# What do I need to view x-mplayer2 video



## marinabear (Jan 11, 2009)

Running OS 10.4.11, I want to view a clip on a site that gives me the "you don't have the MIME application/x-mplayer2". Is that something I can download from somewhere?


----------



## Doctor X (Jan 11, 2009)

*Here*.

--J.D.


----------



## ora (Jan 11, 2009)

Try vlc from videolan.org , it plays 'most anything 

Ira


----------



## DeltaMac (Jan 11, 2009)

LetMeGoogleThatForYou - sometimes useful when reminding someone to try Google first - doesn't always take you the right direction, especially if you get help using the wrong, or (in this case) incomplete search terms.

marinabear - looks like Doctor X thought you were looking for some kind of mplayer application, which isn't the case at all. You need the right plug-in setup for what you want to do.
Most Mac users find that downloading both *Flip4Mac* (the replacement for Windows Media Player allowing many videos to play through the QuickTime software), and *Perian* (which provides plug-ins for many other types of video files - usually gets you most videos that you will find on the internet.

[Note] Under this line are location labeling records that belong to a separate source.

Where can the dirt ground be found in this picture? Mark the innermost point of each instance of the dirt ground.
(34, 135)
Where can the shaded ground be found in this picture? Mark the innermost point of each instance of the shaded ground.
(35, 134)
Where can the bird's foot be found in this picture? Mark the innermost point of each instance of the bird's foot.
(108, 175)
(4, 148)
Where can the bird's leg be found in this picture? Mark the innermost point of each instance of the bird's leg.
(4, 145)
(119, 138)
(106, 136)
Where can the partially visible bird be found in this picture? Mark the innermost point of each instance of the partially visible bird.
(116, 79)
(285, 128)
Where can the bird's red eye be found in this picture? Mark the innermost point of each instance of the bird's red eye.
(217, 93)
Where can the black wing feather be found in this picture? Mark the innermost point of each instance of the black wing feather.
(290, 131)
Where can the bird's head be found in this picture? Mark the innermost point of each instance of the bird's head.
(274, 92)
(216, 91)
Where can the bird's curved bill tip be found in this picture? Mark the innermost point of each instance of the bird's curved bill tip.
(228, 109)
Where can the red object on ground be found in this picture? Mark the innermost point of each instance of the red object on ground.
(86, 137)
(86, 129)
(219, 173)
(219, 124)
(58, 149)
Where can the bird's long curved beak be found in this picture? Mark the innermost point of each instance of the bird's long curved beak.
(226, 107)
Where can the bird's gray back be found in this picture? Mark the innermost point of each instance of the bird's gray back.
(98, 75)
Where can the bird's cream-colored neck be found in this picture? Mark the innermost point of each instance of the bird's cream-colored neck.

http://www.versiontracker.com/dyn/moreinfo/macosx/28842
http://www.versiontracker.com/dyn/moreinfo/macosx/30931


----------



## Doctor X (Jan 11, 2009)

DeltaMac said:


> marinabear - looks like Doctor X thought you were looking for some kind of mplayer application, which isn't the case at all. You need the right plug-in setup for what you want to do.

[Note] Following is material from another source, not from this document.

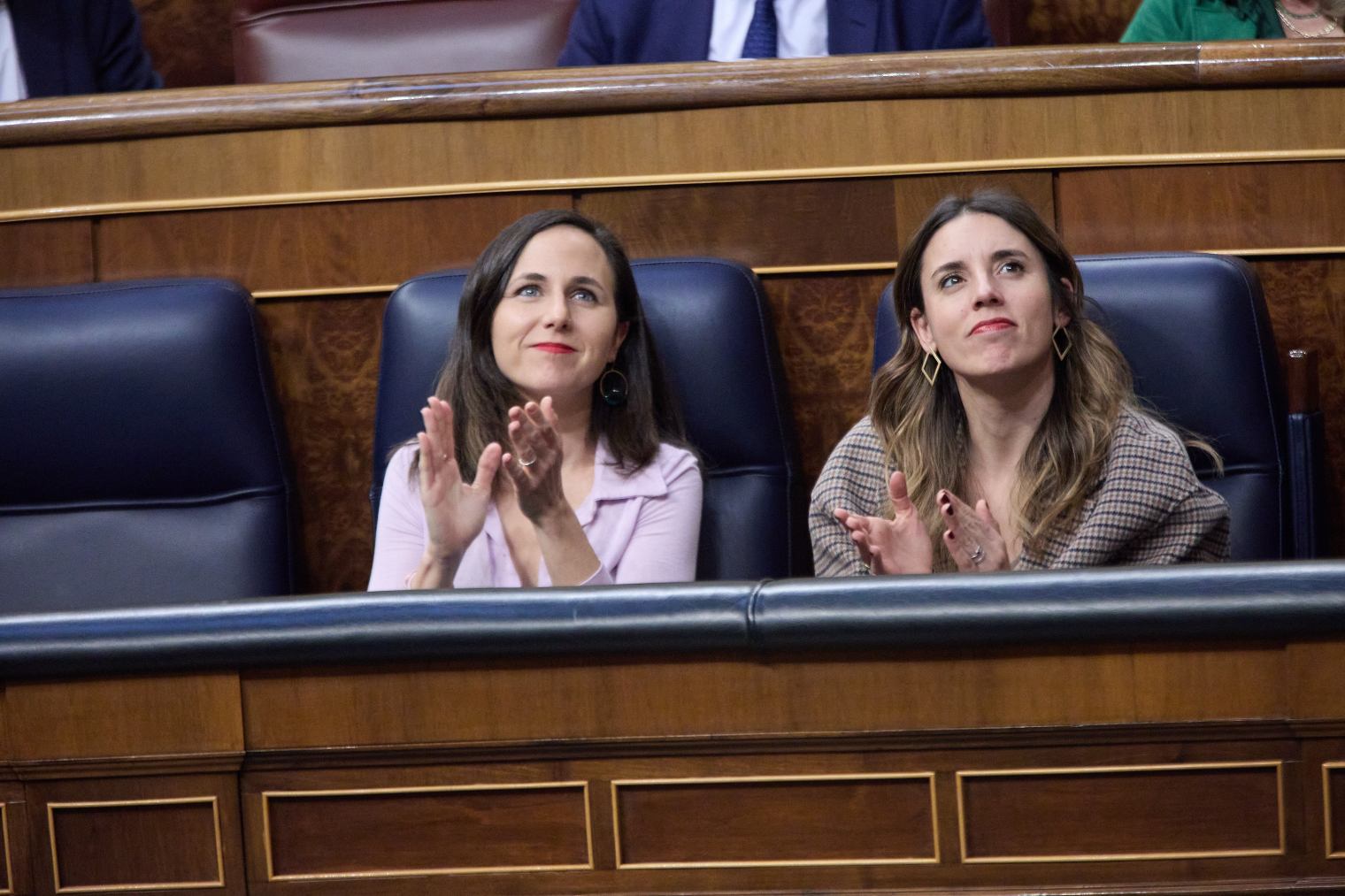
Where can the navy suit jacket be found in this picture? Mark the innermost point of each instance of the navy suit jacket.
(630, 31)
(80, 46)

That is in one of the first few results.  Gives you links to the plugins and . . . EVERYTHING! 

--J.D.


----------



## Mikuro (Jan 11, 2009)

I think we're running into the same problem as in the last thread where someone used that: different people get different results with the same Google search phrase!


----------



## Doctor X (Jan 11, 2009)

I blame the Communists.

--J.D.


----------



## MisterMe (Jan 11, 2009)

*DeltaMac* is correct. The OP's error message almost always means that the video is Windows Media. As such, the solution is almost always to download and install *Flip4Mac*.


----------



## Satcomer (Jan 11, 2009)

Plus if you are getting this message from a site you never visited before and is a hacker or adult site *DON'T INSTALL*! This is a Trojan!

If you clicked install on this QuickTime plugin then download the DNSChanger Removal Tool and run it to get ride of the Trojan.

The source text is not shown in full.